Allah Teâlâ, insanların yaptıkları işlere dikkat çekerek “Her birinizin yaptığı işler farklıdır”[1] der ve sahip olduklarından verenler ile vermeyenleri; haramlardan sakınanlarla sakınmayanları; “hüsna”yı /en güzel sözü/kelime-i tevhidi tasdik edenlerle etmeyenleri de bu farklılığa örnek olarak verir ve daha önemlisi her insanın fıtratına uygun iş yaptığını açıklar.[2]

Nitekim vakıa da bunu göstermektedir. Kimi kişilerin, işini yaparken yaptığı işin helal mi haram mı, temiz mi değil mi, doğru mu yanlış mı, güzel mi değil mi? olmasına dikkat edip özen gösterdiği; kimi kişilerin de bu ilkelere önem vermediği, dolayısıyla yaptığı işe yeterince özen göstermediği; kimi insanın, sahip olduğu şeylerden başkalarına vermediği, vermek istemediği, biriktirmeyi sevdiği ve cimrilik ettiği; kimi insanın sahip olduklarından verdiği fakat bu verişini verdiği kişinin başına kaktığı; kimi insanın verdiği, fakat verdiklerinden bir karşılık beklediği; kimi insanın da verdiklerinin karşılığını hem verdiği kişiden hem de Allah’tan beklediği; kimi insanın da verdiklerinin karşılığını sadece Allah’tan beklediği ve O’nun rızasını umduğu müşahede ediliyor. Bu nedenle yaptığı yardımın ve iyiliğin karşılığını sadece Allah’tan beklemeye ve onun rızasına talep etmeye de “hasbîlik” deniliyor. Bunun içinde “ihlaslı olmak” gerekiyor. İhlâs da “Şirk ve riyadan, bâtıl inançlardan, kötü duygulardan, çıkar hesaplarından ve genel mânada gösteriş arzusundan kalbi temizlemeyi, her türlü hayırlı faaliyete iyi niyetle yönelmeyi ve her durumda yalnızca Allah’ın rızâsını gözetme” [3] yi ifade ediyor. Bu tanımın genel muhtevası ise Kur’an’da şöyle açıklanıyor:

Mallarını Allah yolunda harcayan, sonra da yaptıkları bu iyiliği başa kakmayan kimseler Allah katında mükafatlarını mutlaka alacaklardır. Onlar için korku söz konusu olmayacak ve onlar asla üzülmeyeceklerdir. Unutulmamalıdır ki gönül alıcı güzel bir söz ve bir kusuru bağışlama sonradan başa kakılan iyilikten daha hayırlıdır. Allah Ganî’dir, yaptığınız iyiliklere muhtaç değildir, Halîm’dir, başa kakıp inciterek yardım edenleri cezalandırmada acele etmez.

Ey iman edenler!
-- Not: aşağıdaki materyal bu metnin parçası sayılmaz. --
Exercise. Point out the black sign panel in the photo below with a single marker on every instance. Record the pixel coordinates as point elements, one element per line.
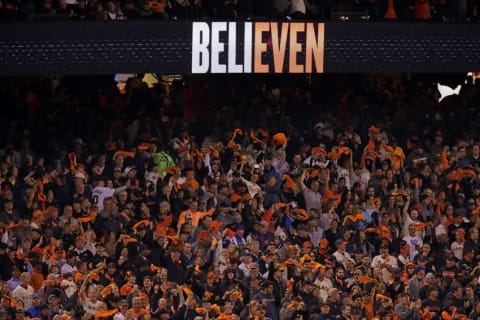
<point>45,48</point>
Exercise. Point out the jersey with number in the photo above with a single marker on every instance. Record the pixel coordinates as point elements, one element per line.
<point>99,194</point>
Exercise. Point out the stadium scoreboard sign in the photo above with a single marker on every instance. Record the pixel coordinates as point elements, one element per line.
<point>235,47</point>
<point>257,47</point>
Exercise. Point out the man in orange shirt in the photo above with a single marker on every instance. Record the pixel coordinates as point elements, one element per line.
<point>136,311</point>
<point>192,213</point>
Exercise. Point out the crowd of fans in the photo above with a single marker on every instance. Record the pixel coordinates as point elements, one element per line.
<point>323,10</point>
<point>264,199</point>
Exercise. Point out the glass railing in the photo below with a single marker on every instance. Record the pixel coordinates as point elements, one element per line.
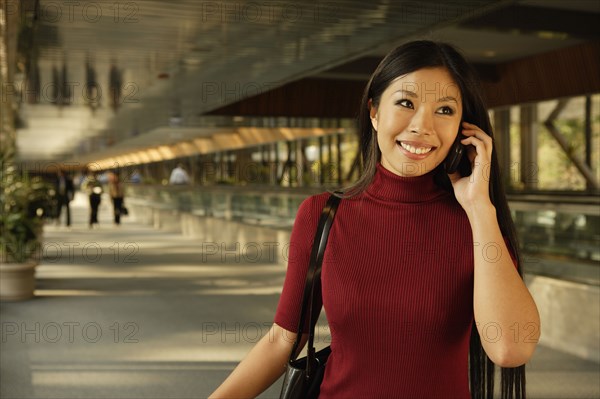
<point>559,236</point>
<point>266,206</point>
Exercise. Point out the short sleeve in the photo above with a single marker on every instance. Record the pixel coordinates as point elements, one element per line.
<point>303,233</point>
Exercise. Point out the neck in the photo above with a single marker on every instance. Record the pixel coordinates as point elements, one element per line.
<point>391,187</point>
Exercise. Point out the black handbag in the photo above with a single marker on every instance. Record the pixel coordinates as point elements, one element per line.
<point>303,376</point>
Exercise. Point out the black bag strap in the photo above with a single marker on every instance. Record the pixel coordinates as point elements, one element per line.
<point>313,280</point>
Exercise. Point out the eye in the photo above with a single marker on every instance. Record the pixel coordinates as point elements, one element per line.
<point>446,111</point>
<point>405,103</point>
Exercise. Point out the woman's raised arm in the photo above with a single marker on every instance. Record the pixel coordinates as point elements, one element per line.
<point>263,365</point>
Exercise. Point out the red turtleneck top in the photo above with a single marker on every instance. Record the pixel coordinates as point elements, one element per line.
<point>397,287</point>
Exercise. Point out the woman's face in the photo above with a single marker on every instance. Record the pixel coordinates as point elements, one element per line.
<point>417,120</point>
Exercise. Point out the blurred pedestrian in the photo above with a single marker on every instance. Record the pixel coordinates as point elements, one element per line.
<point>179,175</point>
<point>117,193</point>
<point>94,189</point>
<point>64,195</point>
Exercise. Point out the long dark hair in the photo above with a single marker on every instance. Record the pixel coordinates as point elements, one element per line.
<point>408,58</point>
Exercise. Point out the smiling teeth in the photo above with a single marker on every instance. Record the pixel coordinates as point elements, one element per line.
<point>413,150</point>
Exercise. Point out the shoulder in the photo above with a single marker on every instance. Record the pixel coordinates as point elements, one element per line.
<point>309,210</point>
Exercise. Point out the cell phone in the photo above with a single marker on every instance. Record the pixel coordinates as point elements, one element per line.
<point>455,154</point>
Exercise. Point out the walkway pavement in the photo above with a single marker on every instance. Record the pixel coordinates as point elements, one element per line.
<point>133,312</point>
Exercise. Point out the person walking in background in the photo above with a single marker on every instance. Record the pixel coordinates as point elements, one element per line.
<point>117,193</point>
<point>94,190</point>
<point>64,195</point>
<point>179,175</point>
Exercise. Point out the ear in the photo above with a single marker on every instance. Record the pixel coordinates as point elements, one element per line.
<point>373,114</point>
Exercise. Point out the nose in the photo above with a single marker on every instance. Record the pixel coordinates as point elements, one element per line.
<point>421,122</point>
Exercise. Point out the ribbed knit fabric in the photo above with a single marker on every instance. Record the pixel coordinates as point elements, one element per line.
<point>397,285</point>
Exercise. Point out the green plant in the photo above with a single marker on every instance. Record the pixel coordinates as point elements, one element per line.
<point>20,226</point>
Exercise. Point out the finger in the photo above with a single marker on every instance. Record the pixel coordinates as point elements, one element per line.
<point>481,160</point>
<point>482,139</point>
<point>480,148</point>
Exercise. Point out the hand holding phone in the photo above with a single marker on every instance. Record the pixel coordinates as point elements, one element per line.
<point>455,154</point>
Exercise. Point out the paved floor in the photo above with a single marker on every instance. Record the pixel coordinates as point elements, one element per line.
<point>133,312</point>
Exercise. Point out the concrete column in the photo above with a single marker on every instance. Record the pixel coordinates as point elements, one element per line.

Allah’a ve ahiret gününe inanmayan ve insanlara gösteriş olsun diye malını dağıtan kimse gibi, siz de verdiklerinizi baş kakarak insanları incitip boşa çıkartmayın. Zira gösteriş için yardım yapanın durumu, üzerinde azıcık toprak bulunan bir kaya gibidir. Bu kayaya şiddetli bir yağmur yağınca toprağını alır gider, geriye sadece çıplak bir taş kalır. (Gösteriş için iyilik yapan) bu kimseler, yaptıklarından hiçbir sevap elde edemezler. Allah kafirleri umduklarına asla kavuşturmaz.”[4]

“Muttaki cehennemden uzak tutulacaktır. O, malını-mülkünü hayırlı işlerde harcar, temizlenip arınır. Bunu kimseden bir karşılık beklemeden yapar. Onun tek amacı Yüce Rabbinin rızasını kazanmaktır. Kendisi de ileride mutlaka hoşnut olacaktır.”[5]

“Muhammed, Allah’ın elçisidir. Onunla beraber olanlar, kafirlere karşı başları dik ve güçlü; kendi aralarında ise şefkatli ve merhametlidirler. Sen onları rükû ve secde eder halde görürsün. Onlar Allah’ın lütfunu ve rızasını amaç edinmişlerdir. Onların alameti, alınlarındaki secde izidir. Böyle inançlı kimseler, Tevrat ve İncil’de şöyle bir misalle anlatılır: Onlar tıpkı bir ekin gibidirler. O ekin filiz çıkartır, filizleri kuvvetlenir, kalınlaşır ve çiftçinin hoşuna gidecek bir şekilde sapı üzerinde dimdik durur. Bu misal kafirleri öfkelendirmek için verilmiştir. Allah onlardan inanıp iyi ve yaralı işler yapan kimseleri bağışlayacak ve onlara büyük mükâfat verecektir.”[6]

Onlar kendileri muhtaç oldukları halde, yoksul, yetim ve esirleri doyururlar(ve şöyle derler:) ‘Biz sizi Allah rızası için doyuruyoruz. Sizden her hangi bir karşılık, bir teşekkür beklemiyoruz. Biz, o çok sıkıntılı ve çetin günde Rabbimizin azabından korkarız’ Bu sebeple Allah da onları bu dehşetli günün azabından koruyacak ve yüzlerine nûr, gönüllerine sürûr verecek. Sabrettikleri için mükâfat olarak onlara cennet ve ipekli giysiler lütfedecek.”[7]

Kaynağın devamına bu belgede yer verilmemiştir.